Since Hungary's wrongdoing puts more pressure on nearby member states, who have to take care of the migrants unlawfully expelled by Budapest, the legal breach "seriously undermines the principle of solidarity and fair sharing of responsibility."

Reacting to the news, Orbán described the court's decision as "outrageous and unacceptable."

"It seems that illegal migrants are more important to the Brussels bureaucrats than their own European citizens," he said. (The ECJ is based in Luxembourg)

The European Commission, with which Orbán has been engaged in a years-long showdown, said it would reach out to Hungary to "enquire" about how the country intends to comply with the ruling.

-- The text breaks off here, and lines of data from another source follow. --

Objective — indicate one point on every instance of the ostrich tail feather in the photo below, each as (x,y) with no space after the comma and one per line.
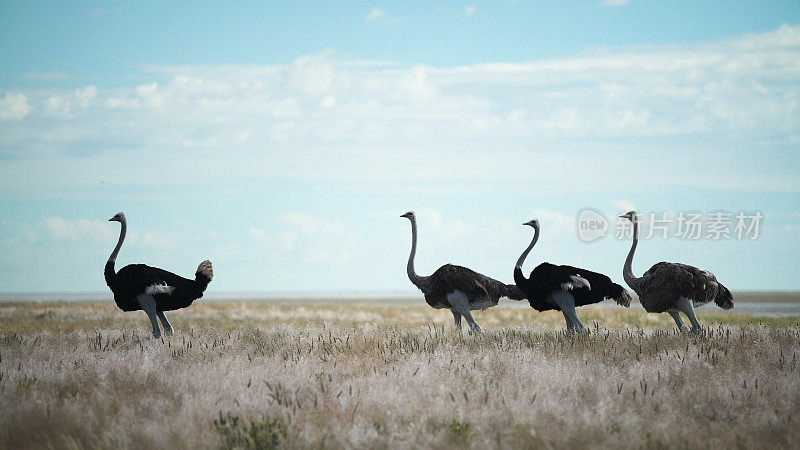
(205,269)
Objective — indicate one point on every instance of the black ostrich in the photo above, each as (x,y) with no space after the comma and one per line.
(565,287)
(153,290)
(457,288)
(674,287)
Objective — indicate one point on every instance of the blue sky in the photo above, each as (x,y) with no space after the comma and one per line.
(282,140)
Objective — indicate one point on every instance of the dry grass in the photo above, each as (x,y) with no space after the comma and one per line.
(307,374)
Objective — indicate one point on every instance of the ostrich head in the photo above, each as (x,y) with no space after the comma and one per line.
(532,223)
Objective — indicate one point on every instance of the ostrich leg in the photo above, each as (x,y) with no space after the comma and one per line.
(460,302)
(677,317)
(566,302)
(164,322)
(457,319)
(685,305)
(148,304)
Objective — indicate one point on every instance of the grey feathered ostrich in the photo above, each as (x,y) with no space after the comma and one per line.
(153,290)
(565,287)
(674,287)
(457,288)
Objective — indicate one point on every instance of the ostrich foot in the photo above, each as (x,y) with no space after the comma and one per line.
(476,330)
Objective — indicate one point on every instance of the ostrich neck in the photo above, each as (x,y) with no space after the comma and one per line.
(627,270)
(122,232)
(412,274)
(524,255)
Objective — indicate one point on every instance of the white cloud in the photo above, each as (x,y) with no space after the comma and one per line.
(49,76)
(85,95)
(60,228)
(624,205)
(58,106)
(582,122)
(375,14)
(613,3)
(14,106)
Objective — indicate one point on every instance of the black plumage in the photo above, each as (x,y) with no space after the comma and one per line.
(132,280)
(153,290)
(546,278)
(564,287)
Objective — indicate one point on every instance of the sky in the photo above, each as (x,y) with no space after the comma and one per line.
(283,140)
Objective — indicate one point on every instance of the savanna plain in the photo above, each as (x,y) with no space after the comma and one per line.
(357,374)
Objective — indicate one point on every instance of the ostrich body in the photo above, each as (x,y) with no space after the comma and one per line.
(674,287)
(457,288)
(153,290)
(565,287)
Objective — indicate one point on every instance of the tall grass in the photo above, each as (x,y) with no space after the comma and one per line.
(264,375)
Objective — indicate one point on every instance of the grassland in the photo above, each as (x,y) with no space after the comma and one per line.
(392,374)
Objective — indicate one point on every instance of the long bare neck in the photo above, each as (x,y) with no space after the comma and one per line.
(412,274)
(627,269)
(109,272)
(524,255)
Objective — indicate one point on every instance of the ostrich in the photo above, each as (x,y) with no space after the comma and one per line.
(674,287)
(457,288)
(153,290)
(565,287)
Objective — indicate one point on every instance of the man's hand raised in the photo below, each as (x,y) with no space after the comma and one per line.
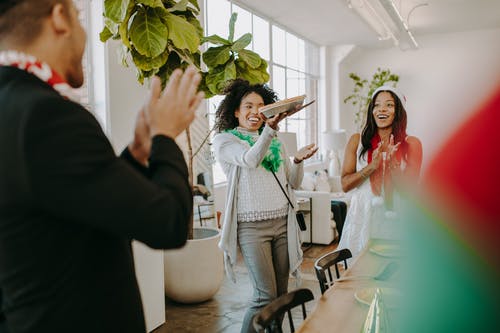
(170,112)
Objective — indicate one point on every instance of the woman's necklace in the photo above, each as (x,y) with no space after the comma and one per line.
(272,161)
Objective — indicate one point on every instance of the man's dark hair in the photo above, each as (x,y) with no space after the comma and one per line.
(235,92)
(21,20)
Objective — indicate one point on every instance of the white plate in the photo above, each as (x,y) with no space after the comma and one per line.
(285,105)
(390,296)
(386,250)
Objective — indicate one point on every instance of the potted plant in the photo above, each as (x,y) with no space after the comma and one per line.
(158,36)
(363,91)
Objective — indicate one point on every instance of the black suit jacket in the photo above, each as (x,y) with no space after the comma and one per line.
(69,209)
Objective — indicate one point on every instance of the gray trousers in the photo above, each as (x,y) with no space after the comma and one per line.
(264,247)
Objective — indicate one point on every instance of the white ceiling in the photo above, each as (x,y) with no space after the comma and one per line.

Then, according to the response, the Commission will send payment requests to Hungary "in intervals" to collect the €1 million daily fine. If the country refuses to pay, the executive will trigger the "offsetting procedure" to deduct the money from Hungary's allocated EU funds. This was used with Poland in the past.

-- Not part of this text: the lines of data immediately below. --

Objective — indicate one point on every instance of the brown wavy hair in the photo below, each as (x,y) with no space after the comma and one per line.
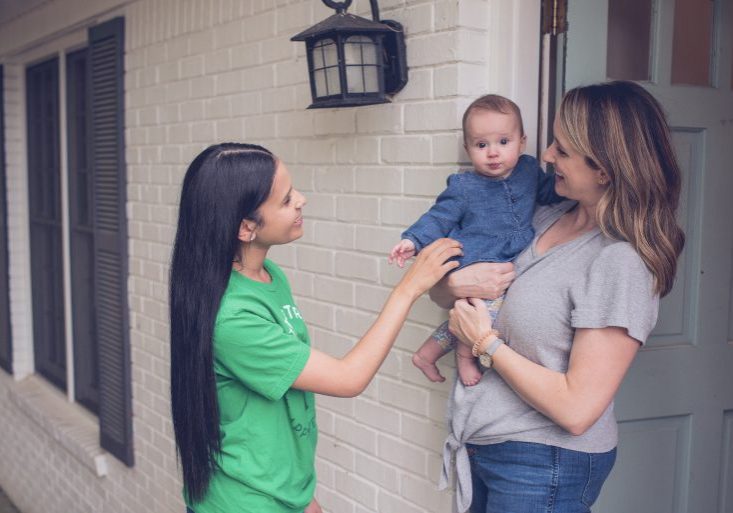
(620,128)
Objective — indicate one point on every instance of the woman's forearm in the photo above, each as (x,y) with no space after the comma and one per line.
(350,375)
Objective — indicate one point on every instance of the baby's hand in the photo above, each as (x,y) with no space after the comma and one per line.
(402,252)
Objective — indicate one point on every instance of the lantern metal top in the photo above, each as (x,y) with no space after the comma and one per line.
(342,22)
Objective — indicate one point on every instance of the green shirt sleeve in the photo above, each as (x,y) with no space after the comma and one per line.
(259,352)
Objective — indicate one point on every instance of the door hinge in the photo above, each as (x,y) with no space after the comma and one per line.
(554,16)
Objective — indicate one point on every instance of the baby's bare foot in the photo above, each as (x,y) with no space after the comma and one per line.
(468,370)
(429,369)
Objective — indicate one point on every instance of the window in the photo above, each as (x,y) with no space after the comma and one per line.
(95,228)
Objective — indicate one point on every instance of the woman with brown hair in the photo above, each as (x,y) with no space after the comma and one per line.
(538,433)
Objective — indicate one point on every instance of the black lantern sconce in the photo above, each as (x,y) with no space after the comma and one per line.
(354,61)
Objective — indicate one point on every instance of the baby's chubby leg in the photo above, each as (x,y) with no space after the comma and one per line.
(435,346)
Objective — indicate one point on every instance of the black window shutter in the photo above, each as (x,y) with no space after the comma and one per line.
(6,341)
(107,44)
(44,215)
(81,230)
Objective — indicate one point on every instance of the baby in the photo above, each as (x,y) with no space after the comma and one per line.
(489,210)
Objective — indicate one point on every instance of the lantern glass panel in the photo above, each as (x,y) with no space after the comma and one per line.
(360,50)
(325,68)
(362,72)
(362,79)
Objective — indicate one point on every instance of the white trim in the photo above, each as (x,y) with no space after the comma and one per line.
(514,56)
(65,227)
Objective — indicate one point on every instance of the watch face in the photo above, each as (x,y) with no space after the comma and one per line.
(485,360)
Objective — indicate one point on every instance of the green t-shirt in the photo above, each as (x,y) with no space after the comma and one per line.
(268,429)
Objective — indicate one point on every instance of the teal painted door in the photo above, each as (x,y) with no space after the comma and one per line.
(676,406)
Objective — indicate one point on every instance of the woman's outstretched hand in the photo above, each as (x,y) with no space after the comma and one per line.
(431,264)
(488,280)
(469,320)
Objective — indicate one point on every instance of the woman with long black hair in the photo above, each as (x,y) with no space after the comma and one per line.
(243,373)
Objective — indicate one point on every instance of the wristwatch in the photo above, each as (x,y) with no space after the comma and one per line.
(486,358)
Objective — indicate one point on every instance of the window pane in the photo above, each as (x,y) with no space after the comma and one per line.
(333,81)
(362,79)
(629,39)
(360,50)
(693,26)
(319,77)
(355,79)
(325,53)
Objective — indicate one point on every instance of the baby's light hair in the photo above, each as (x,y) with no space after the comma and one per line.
(494,103)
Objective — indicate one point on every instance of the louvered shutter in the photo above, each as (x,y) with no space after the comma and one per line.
(5,335)
(106,43)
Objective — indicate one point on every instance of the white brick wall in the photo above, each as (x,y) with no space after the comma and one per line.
(202,71)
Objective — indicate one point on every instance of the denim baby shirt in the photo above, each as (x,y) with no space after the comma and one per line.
(491,217)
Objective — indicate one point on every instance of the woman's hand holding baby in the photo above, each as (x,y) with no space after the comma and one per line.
(469,320)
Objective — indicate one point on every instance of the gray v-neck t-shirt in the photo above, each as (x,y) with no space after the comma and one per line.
(589,282)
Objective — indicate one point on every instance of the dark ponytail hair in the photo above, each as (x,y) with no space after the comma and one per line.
(224,184)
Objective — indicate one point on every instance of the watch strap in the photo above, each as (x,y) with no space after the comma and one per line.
(494,346)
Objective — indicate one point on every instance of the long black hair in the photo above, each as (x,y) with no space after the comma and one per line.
(224,184)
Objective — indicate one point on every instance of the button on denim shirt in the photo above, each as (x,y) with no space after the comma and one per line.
(491,217)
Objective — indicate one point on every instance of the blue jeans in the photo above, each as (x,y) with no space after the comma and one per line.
(523,477)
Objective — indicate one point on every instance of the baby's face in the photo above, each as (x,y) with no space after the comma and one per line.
(494,142)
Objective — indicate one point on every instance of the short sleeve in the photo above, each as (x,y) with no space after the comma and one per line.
(259,353)
(618,291)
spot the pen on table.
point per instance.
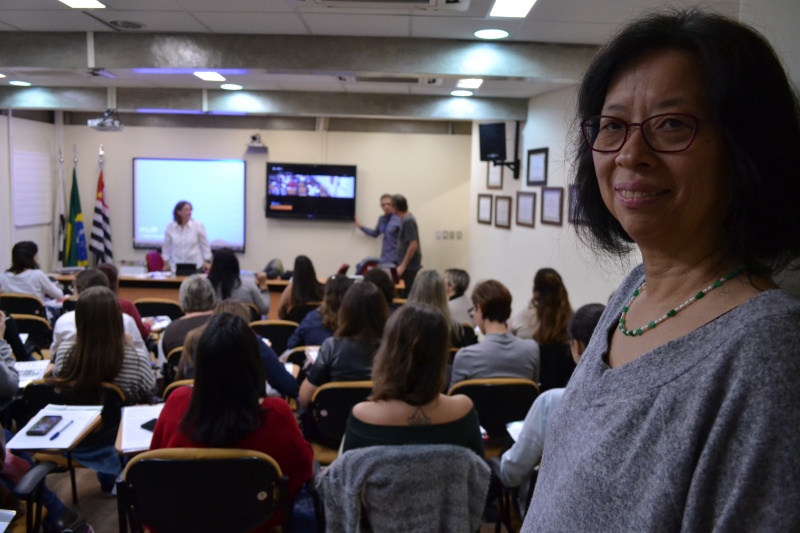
(57, 433)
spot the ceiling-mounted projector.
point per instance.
(108, 122)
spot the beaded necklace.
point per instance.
(672, 312)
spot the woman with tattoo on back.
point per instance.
(408, 405)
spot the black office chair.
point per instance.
(201, 490)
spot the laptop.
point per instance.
(185, 269)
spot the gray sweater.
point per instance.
(700, 434)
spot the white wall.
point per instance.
(432, 171)
(513, 256)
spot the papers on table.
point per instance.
(514, 429)
(30, 370)
(81, 416)
(6, 516)
(134, 437)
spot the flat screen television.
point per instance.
(308, 191)
(214, 187)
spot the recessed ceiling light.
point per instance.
(210, 76)
(83, 4)
(511, 8)
(491, 34)
(469, 83)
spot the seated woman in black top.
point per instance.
(347, 356)
(408, 405)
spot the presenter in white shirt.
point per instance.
(185, 240)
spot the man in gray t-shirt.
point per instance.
(409, 256)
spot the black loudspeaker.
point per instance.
(492, 138)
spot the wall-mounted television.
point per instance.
(214, 187)
(307, 191)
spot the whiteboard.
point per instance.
(32, 186)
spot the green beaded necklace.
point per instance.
(672, 312)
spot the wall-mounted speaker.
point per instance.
(492, 138)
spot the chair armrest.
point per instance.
(33, 478)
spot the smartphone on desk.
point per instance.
(44, 425)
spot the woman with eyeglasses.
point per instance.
(683, 412)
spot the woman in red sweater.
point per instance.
(224, 409)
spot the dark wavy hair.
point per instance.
(411, 361)
(224, 272)
(22, 257)
(756, 108)
(228, 382)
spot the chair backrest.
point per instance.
(298, 312)
(173, 490)
(38, 329)
(331, 405)
(22, 304)
(555, 365)
(276, 331)
(176, 384)
(498, 401)
(37, 394)
(430, 487)
(159, 307)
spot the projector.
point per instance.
(108, 122)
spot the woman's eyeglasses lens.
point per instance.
(662, 133)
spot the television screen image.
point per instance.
(214, 187)
(307, 191)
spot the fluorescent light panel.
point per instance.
(469, 83)
(511, 8)
(491, 34)
(209, 76)
(83, 4)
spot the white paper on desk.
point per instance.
(81, 416)
(134, 437)
(6, 516)
(30, 370)
(514, 429)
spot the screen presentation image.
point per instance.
(214, 187)
(311, 191)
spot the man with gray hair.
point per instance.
(196, 296)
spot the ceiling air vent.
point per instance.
(433, 5)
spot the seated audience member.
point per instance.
(518, 463)
(319, 324)
(224, 277)
(347, 356)
(196, 296)
(102, 352)
(546, 317)
(127, 306)
(225, 408)
(456, 283)
(277, 376)
(408, 404)
(24, 275)
(15, 465)
(429, 289)
(11, 336)
(500, 354)
(304, 287)
(381, 279)
(65, 327)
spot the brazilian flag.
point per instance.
(75, 252)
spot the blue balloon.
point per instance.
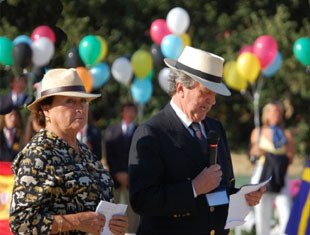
(141, 90)
(274, 66)
(22, 38)
(171, 46)
(100, 73)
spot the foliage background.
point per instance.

"The fine applies as of today," a Commission spokesperson said on Thursday.

Separately, the Commission will send another request for the €200 million lump sum, which needs to be disbursed regardless of what Hungary offers to do.

Since coming into power, Orbán has embraced a hard-line stance on migration, worsening tensions with Brussels. Last month, the country voted against every file contained under the New Pact on Migration and Asylum, an all-encompassing reform that aims to ensure all member states contribute to managing irregular migration.

This piece has been updated with more information.